Пока мы с опоссумом на лестнице ругались, Рюрик сделал такую штуку. Взял в зубы дядин портфель с инструментами и бутылками и скинул в шахту (лифт в это время опять завис между этажами). Хотите верьте, хотите нет. Теперь стал ругаться дядя. Но Рюрик внимательно посмотрел на дядину мошонку, слегка тявкнул, и дядя успокоился.

Таких случаев было множество. Но — о главном.

Рюрик был профессиональным бабником. Не знаю, как это называется у собак. Наверное, сучий угодник. Или суколюб. Но манера знакомства с собачьими девушками у него была особая.

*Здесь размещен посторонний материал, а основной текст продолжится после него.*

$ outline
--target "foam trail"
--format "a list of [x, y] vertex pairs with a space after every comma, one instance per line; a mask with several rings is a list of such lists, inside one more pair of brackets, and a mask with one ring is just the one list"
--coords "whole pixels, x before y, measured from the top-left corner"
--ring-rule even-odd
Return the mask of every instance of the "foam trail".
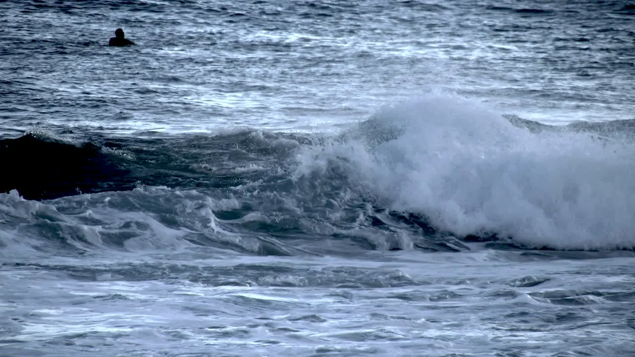
[[373, 128], [365, 138], [331, 153], [352, 163], [352, 184], [391, 209], [424, 213], [457, 234], [495, 232], [534, 246], [635, 246], [631, 143], [531, 133], [448, 96], [386, 108], [364, 125]]

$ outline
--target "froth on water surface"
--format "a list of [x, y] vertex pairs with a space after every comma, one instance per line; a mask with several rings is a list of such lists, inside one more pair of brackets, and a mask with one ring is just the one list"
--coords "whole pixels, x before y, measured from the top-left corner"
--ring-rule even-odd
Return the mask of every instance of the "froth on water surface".
[[631, 8], [0, 1], [0, 356], [635, 354]]

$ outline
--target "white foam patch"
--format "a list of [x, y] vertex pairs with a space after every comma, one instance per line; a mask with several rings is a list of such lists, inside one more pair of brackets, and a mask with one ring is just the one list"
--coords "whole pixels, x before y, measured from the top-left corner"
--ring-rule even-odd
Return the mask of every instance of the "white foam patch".
[[448, 95], [385, 108], [364, 125], [373, 128], [365, 137], [301, 154], [295, 177], [343, 159], [351, 184], [456, 234], [563, 249], [635, 246], [632, 143], [531, 133]]

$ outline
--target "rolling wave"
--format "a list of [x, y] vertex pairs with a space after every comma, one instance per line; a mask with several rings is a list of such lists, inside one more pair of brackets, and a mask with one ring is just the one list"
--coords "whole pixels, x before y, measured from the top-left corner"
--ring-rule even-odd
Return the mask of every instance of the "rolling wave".
[[335, 136], [244, 130], [69, 142], [30, 133], [0, 143], [1, 165], [16, 169], [0, 178], [11, 191], [0, 194], [2, 214], [34, 239], [110, 248], [165, 234], [168, 245], [264, 255], [324, 252], [325, 241], [632, 250], [634, 128], [552, 126], [431, 97]]

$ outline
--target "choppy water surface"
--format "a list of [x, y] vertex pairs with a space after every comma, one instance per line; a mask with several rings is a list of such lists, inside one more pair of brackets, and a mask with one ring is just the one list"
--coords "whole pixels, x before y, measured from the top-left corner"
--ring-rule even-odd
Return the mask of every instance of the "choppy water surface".
[[0, 356], [635, 354], [633, 9], [0, 3]]

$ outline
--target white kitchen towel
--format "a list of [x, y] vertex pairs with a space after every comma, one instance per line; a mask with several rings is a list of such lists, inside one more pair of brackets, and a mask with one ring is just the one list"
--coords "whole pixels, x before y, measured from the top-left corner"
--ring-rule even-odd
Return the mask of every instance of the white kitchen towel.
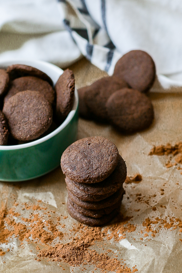
[[0, 61], [65, 67], [82, 55], [112, 75], [125, 53], [144, 50], [167, 88], [182, 86], [181, 0], [0, 0]]

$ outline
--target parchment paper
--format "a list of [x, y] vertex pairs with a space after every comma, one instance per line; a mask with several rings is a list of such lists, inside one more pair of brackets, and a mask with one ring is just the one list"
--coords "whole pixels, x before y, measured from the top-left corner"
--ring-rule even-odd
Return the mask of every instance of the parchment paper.
[[[78, 88], [106, 75], [84, 59], [70, 68], [75, 73]], [[110, 249], [115, 253], [119, 251], [129, 267], [132, 268], [136, 265], [138, 272], [142, 273], [179, 273], [182, 271], [182, 242], [179, 240], [181, 237], [179, 228], [174, 230], [172, 228], [167, 229], [162, 227], [155, 237], [151, 237], [151, 234], [146, 237], [143, 236], [142, 243], [140, 239], [141, 235], [138, 234], [139, 231], [144, 229], [142, 223], [148, 217], [164, 218], [169, 215], [182, 219], [180, 206], [182, 175], [180, 171], [176, 166], [166, 169], [165, 164], [167, 161], [167, 156], [148, 155], [154, 145], [168, 142], [174, 144], [182, 140], [181, 91], [180, 88], [173, 88], [165, 93], [165, 90], [156, 82], [149, 95], [154, 106], [155, 120], [149, 129], [141, 133], [124, 135], [109, 125], [79, 120], [78, 139], [95, 135], [109, 138], [116, 145], [126, 161], [128, 175], [139, 173], [142, 175], [142, 180], [140, 183], [124, 184], [126, 194], [121, 208], [124, 216], [133, 216], [130, 222], [136, 226], [136, 230], [127, 233], [125, 239], [115, 244], [113, 240], [109, 242], [107, 239], [104, 243], [106, 243], [106, 248]], [[16, 184], [1, 182], [1, 206], [6, 204], [8, 207], [11, 207], [13, 200], [10, 197], [13, 194], [19, 204], [24, 202], [33, 204], [36, 200], [41, 200], [42, 204], [46, 204], [48, 209], [54, 210], [56, 215], [68, 216], [66, 219], [61, 219], [63, 224], [68, 229], [76, 222], [69, 216], [66, 205], [62, 203], [66, 203], [67, 197], [64, 179], [59, 167], [46, 175], [30, 181]], [[161, 195], [162, 188], [164, 189], [163, 195]], [[149, 200], [148, 204], [135, 201], [136, 195], [140, 193], [142, 197], [145, 197], [144, 200]], [[152, 197], [156, 194], [155, 197]], [[161, 205], [166, 208], [161, 207]], [[155, 211], [152, 209], [154, 206], [156, 208]], [[20, 209], [19, 212], [24, 217], [24, 211]], [[38, 262], [34, 260], [37, 254], [35, 244], [25, 243], [24, 248], [22, 249], [18, 247], [18, 239], [13, 239], [7, 245], [0, 245], [0, 248], [4, 251], [9, 247], [10, 244], [14, 245], [13, 251], [6, 252], [5, 255], [0, 257], [1, 273], [83, 272], [77, 267], [70, 268], [68, 264], [62, 263], [65, 269], [63, 271], [57, 263], [46, 264], [43, 261]], [[145, 242], [146, 246], [144, 243]], [[64, 240], [63, 242], [66, 242]], [[30, 252], [32, 250], [33, 251]], [[118, 254], [118, 258], [120, 258]], [[6, 263], [3, 263], [5, 261]], [[93, 269], [95, 267], [93, 266]], [[98, 269], [94, 272], [100, 272]]]

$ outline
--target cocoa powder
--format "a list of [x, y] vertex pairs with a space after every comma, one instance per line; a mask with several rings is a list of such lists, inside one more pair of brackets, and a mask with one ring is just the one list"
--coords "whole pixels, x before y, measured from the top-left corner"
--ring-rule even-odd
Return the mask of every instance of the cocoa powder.
[[131, 183], [139, 183], [142, 180], [142, 177], [140, 174], [137, 173], [134, 176], [127, 177], [126, 179], [125, 183], [127, 184], [130, 184]]

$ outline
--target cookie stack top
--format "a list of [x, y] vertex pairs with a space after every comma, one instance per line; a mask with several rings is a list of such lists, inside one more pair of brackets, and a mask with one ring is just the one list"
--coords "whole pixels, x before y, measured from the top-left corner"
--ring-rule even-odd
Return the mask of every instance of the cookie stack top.
[[114, 143], [100, 136], [80, 139], [65, 151], [61, 166], [73, 218], [99, 226], [116, 215], [125, 193], [127, 168]]
[[97, 183], [113, 172], [119, 157], [113, 143], [104, 137], [92, 137], [70, 145], [63, 154], [61, 166], [63, 173], [76, 182]]

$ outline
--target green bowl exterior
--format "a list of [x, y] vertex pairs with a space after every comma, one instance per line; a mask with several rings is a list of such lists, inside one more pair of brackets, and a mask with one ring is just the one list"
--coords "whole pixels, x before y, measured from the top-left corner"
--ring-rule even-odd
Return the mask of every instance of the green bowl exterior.
[[78, 107], [68, 124], [55, 135], [36, 145], [0, 150], [0, 180], [28, 180], [43, 175], [59, 166], [63, 152], [76, 141]]

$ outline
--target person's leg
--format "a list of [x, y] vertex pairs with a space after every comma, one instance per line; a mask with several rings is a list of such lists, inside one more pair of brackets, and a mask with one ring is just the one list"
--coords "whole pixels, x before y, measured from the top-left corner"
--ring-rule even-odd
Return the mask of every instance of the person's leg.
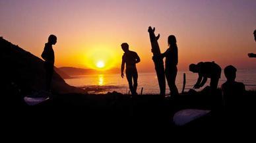
[[170, 91], [172, 96], [179, 95], [179, 91], [176, 85], [176, 80], [177, 76], [177, 67], [173, 69], [166, 69], [166, 76], [167, 82], [169, 86]]
[[215, 92], [218, 88], [218, 77], [210, 78], [210, 86], [212, 92]]
[[127, 78], [127, 81], [129, 83], [129, 88], [130, 89], [130, 91], [131, 92], [131, 94], [134, 94], [134, 89], [133, 86], [133, 78], [132, 78], [132, 73], [131, 71], [126, 70], [126, 78]]
[[52, 76], [53, 74], [53, 66], [51, 64], [46, 63], [45, 69], [46, 72], [46, 90], [50, 92]]
[[135, 94], [137, 94], [137, 88], [138, 86], [138, 72], [135, 69], [133, 74], [133, 89], [135, 90]]
[[178, 96], [179, 91], [176, 84], [176, 76], [177, 76], [177, 67], [170, 69], [170, 88], [172, 91], [172, 96]]

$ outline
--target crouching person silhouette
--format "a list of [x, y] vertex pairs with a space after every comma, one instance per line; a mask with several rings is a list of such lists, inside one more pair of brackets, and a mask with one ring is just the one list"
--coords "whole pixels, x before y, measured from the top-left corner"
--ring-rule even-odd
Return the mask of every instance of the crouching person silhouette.
[[129, 45], [127, 43], [123, 43], [121, 47], [123, 51], [122, 57], [122, 63], [121, 66], [121, 76], [123, 78], [123, 71], [126, 64], [125, 74], [129, 83], [129, 88], [133, 96], [137, 95], [137, 88], [138, 86], [138, 72], [136, 68], [136, 64], [141, 61], [138, 54], [129, 49]]
[[[212, 94], [214, 94], [218, 88], [218, 82], [220, 78], [221, 68], [214, 62], [200, 62], [198, 64], [191, 64], [189, 71], [198, 73], [199, 77], [197, 83], [194, 86], [195, 89], [203, 87], [210, 78], [210, 86]], [[203, 80], [202, 80], [203, 79]]]
[[48, 42], [46, 43], [44, 51], [41, 57], [44, 59], [44, 68], [46, 72], [46, 90], [51, 92], [51, 78], [53, 74], [54, 67], [54, 51], [52, 45], [57, 43], [57, 37], [50, 35], [48, 38]]

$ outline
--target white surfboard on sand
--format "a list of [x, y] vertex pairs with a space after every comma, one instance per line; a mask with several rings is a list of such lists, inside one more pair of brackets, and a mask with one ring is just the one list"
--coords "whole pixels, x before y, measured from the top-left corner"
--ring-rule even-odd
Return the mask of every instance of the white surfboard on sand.
[[205, 116], [210, 110], [187, 109], [177, 111], [174, 114], [174, 121], [177, 126], [183, 126], [198, 118]]
[[28, 105], [35, 105], [36, 104], [38, 104], [41, 102], [43, 102], [44, 101], [46, 101], [49, 100], [48, 97], [45, 98], [29, 98], [29, 97], [24, 97], [24, 100]]
[[28, 105], [35, 105], [49, 100], [49, 97], [50, 96], [51, 94], [49, 92], [42, 90], [38, 92], [34, 92], [32, 95], [25, 96], [24, 98], [24, 101]]

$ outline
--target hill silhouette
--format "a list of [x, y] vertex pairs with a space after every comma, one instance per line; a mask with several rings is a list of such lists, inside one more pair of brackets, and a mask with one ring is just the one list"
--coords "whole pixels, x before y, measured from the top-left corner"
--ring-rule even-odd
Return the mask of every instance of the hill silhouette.
[[[13, 45], [0, 38], [0, 61], [1, 76], [4, 85], [17, 86], [23, 94], [45, 89], [46, 71], [44, 61], [18, 45]], [[67, 84], [61, 76], [69, 78], [64, 72], [55, 67], [52, 80], [52, 92], [54, 94], [82, 93], [84, 91]], [[5, 87], [4, 86], [4, 88]]]

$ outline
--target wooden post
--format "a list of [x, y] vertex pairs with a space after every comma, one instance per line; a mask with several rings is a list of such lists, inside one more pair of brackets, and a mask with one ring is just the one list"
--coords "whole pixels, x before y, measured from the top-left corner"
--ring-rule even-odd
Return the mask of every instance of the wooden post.
[[160, 58], [159, 56], [161, 54], [161, 51], [159, 47], [158, 40], [159, 39], [160, 34], [157, 36], [154, 34], [155, 28], [152, 28], [151, 26], [148, 27], [148, 32], [149, 33], [149, 38], [150, 39], [151, 51], [153, 53], [153, 57], [155, 58], [153, 59], [154, 63], [154, 69], [156, 70], [157, 78], [158, 80], [159, 88], [160, 90], [160, 95], [166, 95], [166, 77], [164, 74], [164, 61], [162, 58]]
[[141, 88], [141, 96], [143, 95], [143, 88]]
[[182, 94], [184, 93], [185, 87], [186, 86], [186, 74], [183, 73], [183, 86], [182, 87]]

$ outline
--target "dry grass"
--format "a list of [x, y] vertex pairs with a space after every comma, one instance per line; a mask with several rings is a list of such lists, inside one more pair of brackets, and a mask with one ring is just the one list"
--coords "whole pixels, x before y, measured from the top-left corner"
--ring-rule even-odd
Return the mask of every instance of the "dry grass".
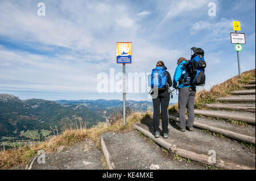
[[230, 96], [230, 92], [242, 90], [242, 85], [249, 84], [250, 81], [255, 80], [255, 69], [245, 71], [238, 75], [224, 82], [214, 86], [209, 91], [203, 90], [197, 92], [195, 97], [195, 106], [200, 108], [201, 104], [213, 103], [218, 98]]
[[76, 142], [90, 138], [96, 142], [96, 146], [100, 148], [100, 136], [108, 132], [129, 132], [133, 130], [133, 124], [139, 122], [144, 117], [151, 116], [152, 112], [134, 112], [127, 116], [126, 124], [123, 125], [122, 119], [110, 126], [100, 124], [90, 129], [65, 129], [59, 135], [54, 136], [48, 140], [37, 145], [24, 146], [15, 149], [9, 149], [0, 151], [0, 169], [8, 169], [12, 166], [26, 165], [36, 155], [38, 151], [43, 150], [47, 153], [57, 150], [60, 146], [72, 146]]
[[[255, 80], [255, 69], [245, 71], [241, 74], [241, 77], [238, 75], [224, 82], [214, 86], [209, 91], [203, 90], [197, 92], [195, 98], [195, 107], [202, 108], [202, 104], [215, 103], [216, 99], [223, 96], [230, 96], [230, 92], [244, 89], [242, 85], [249, 84], [250, 81]], [[178, 104], [168, 107], [169, 115], [178, 112]]]

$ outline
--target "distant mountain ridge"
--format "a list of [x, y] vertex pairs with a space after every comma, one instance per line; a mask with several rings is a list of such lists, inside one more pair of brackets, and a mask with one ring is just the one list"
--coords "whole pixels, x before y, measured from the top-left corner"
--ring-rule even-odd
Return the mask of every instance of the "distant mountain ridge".
[[[79, 121], [90, 128], [122, 110], [118, 99], [20, 100], [7, 94], [0, 94], [0, 138], [21, 140], [41, 139], [65, 125], [77, 126]], [[152, 102], [127, 100], [126, 107], [134, 111], [152, 110]], [[53, 131], [54, 130], [54, 131]]]

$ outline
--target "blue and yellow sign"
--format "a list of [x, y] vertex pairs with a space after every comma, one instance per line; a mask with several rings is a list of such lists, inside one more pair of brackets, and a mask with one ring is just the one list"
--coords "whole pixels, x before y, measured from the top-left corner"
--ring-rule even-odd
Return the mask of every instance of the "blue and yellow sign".
[[131, 42], [117, 42], [117, 63], [131, 64]]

Безотказная.

Обычно кобели, завидя миловидный мохнатый объект, начинают волноваться, пускать слюни, бестолково вертеть хвостом. Словом, выглядят глупо. А потом ещё друг с другом цапаются. Из-за такой-то ерунды. Этого добра — полные бульвары. Чего здесь драться?

Нет, Рюрик никаких слюней не пускал, хвостом не вертел и ни в каких дуэлях не участвовал. Из принципа. Всё это было ниже его мужского достоинства. Блудил Рюрик следующим образом.

Во-первых, дам он себе выбирал крупных. Догинь, сенбернарих. Уважал ньюфаундленок, доберманих. Хотя сам был ростом немного больше спаниэля. На мелочь, типа болонок, вообще не смотрел. Не воспринимал их как собак. На лающих болонок он справлял малую нужду. А в душе — большую, наверное.

Во-вторых, увидя какую-нибудь пушистую девушку, он первым делом подбегал ко мне и преданно утыкал голову в колени. Это значило: «Извини, брат, сам понимаешь — природа. Дело естественное, житейское. За меня не волнуйся. Через сутки буду. Целую. Твой Рюрик». У нас с Рюриком так сложилось: где-то раз в неделю он должен был пропасть на сутки. Это называлось «сукин день». Чаще всего сукин день Рюрик устраивал по пятницам. Т.е. у него пятницы были сукины, а у меня — банные. С утра в пятницу он уходил с головой в разврат, а в субботу утром, часов в 9, я не глядя открывал дверь. Рюрик входил в квартиру и бежал прямёхонько в ванную — смывать блуд.

В доме его все знали. «А! Рюрик! С сукиного дня вернулся? Устал, поди? Ну, заходи-заходи», — говорил кто-нибудь из жильцов дома, подходя к подъезду. Жилец впускал Рюрика в подъезд, сажал на лифт и отвозил на мой этаж. Рюрик не скрёбся, не лаял (вдруг я ещё сплю?), а просто ложился на коврике и ждал. Всё культурно. Потом Рюрик принимал душ, ел овсянку и дрых до вечера.

Далее: сам процесс ухаживаний у Рюрика выглядел так. Он неторопливо подходил к даме. (Куда в это время девались хозяева — неясно. Рюрик умел находить бесхозных, как чувствовал). Вставал рядом. Вплотную. Нежно прижимался щекой к щеке. Ни разу я не видел, чтобы дама ушла. Минуты две стоял.